Genuine solutions for San Francisco’s pension crisis

Genuine solutions for San Francisco’s pension crisis

Last week, I wrote about how San Francisco is at least $10 billion in the hole, with the hole being much deeper using more realistic assumptions. The sources of that long-term debt are The City’s pension and health care (Other Post-Employment Benefits or OPEB) liabilities. The need to service those liabilities has created, and is widening, our long-term structural deficit, and this widening deficit threatens to consume The City’s budget, requiring a painful combination of a lower level of services and higher taxes.

But today, we are going to focus on the two most important things we can do right now to address this crisis, not short-term gimmicks but genuine solutions.

Before diving in, I must note that this column is not about pensions. That may be a surprise, since I previously showed that the pension liability is even larger than the OPEB liability. But state pension law is in flux because the state Supreme Court is expected to rule within the year on a set of court cases that will clarify what changes municipalities, including San Francisco, can make to benefits that existing employees have not yet earned but expect to receive for future service. The time to discuss pensions will be after those cases are decided.

Now, on to what San Francisco should prioritize right now to ensure we maintain, share and grow our city’s prosperity.

The table shows why it is absolutely vital for The City to keep the rate of annual health care cost inflation as low as possible. If long-term health care inflation for San Francisco is just 1 percent less than assumed, The City saves more than $500 million compared to the base value. But if long-term health care inflation is just 1 percent more than assumed, The City loses more than $600 million compared to the base value. (The line item to look at for these comparisons is the bottom one: “Unfunded Actuarial Liability.”)

Those are big numbers!

Controlling health care costs both now and over the long run must be an absolute priority for The City’s government. Here is what each responsible party must do:

— The Controller’s Office has already done its part by explicitly flagging the issue in the 2017 Joint Report by the Controller’s Office, Mayor’s Office and Board of Supervisors’ Budget Analyst.
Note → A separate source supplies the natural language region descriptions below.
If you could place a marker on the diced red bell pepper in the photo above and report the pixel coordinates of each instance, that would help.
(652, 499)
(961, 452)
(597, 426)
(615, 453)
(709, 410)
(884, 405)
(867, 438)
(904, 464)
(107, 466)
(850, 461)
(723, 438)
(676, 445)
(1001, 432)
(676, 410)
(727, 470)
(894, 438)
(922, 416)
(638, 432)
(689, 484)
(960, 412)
— The Board of Commissioners for the San Francisco Health Services System (HSS) has immediate responsibility. Here is the name of each commissioner, when her or his term ends and who appointed him or her:

Randy Scott (President), term ends May 15, 2020, appointed by City Controller
Willie Lim (Vice President), term ends May 15, 2020, elected by HSS membership
Steven Follansbee, term ends May 15, 2020, appointed by Mayor Ed Lee
Karen Breslin, term ends May 15, 2019, elected by HSS membership
Sharon Ferrigno, term ends May 15, 2019, elected by HSS membership
Gregg Sass, term ends May 15, 2018, appointed by Mayor Lee
Jeff Sheehy (Supervisor), term ends Jan. 1, 2019 or upon leaving office, appointed by President of Board of Supervisors

— The choice either to reappoint each commissioner or whom to appoint as replacement must be made by each appointing body with an absolute focus on assessing whether that commissioner will control long-term medical cost growth and holding that commissioner accountable.

— The next mayor must make it a key priority to control health care costs: only the Mayor’s Office has the authority and clout to emphasize this imperative sufficiently to make it happen.

The key insight here is that San Francisco’s pension and OPEB costs are much lower for people hired today than for people hired before 2009. Therefore, as The City grows its population and its overall tax base, the additional city government employees needed to support that growth do not worsen our pension and OPEB liabilities. A larger San Francisco can better support our legacy pension and OPEB costs, and taxes per person will not have to increase as much to maintain the same level of city services.

Of course, this is only a long-term strategy. It will take years for San Francisco to build the infrastructure we need to absorb many more new residents, so near-term focus on costs is critical. But it is equally important to plan now for the future growth that will allow us to meet our pension and OPEB obligations while preserving (and hopefully improving) city services without punitive tax increases.

The imperative to build more housing is generally framed as a cost-of-living issue, and it certainly is. The most important reason housing is so outrageously expensive is there is not enough of it. But the housing discussion, so far, has overlooked another core truth: When San Francisco’s debts are repaid we will all be better off if there are more of us paying the bill.

Anyone who is serious about fulfilling as much of our pension and OPEB commitments as possible while maintaining and enhancing quality of life should want not just cost containment in the near term, but also smart population growth in the long run.

The most far-ranging policy under consideration to allow San Francisco – and all of California – to build the housing we need is Senate Bill 827. Our commitment to honor our pension and OPEB promises is one more reason to work together to get that bill right and enact it into law.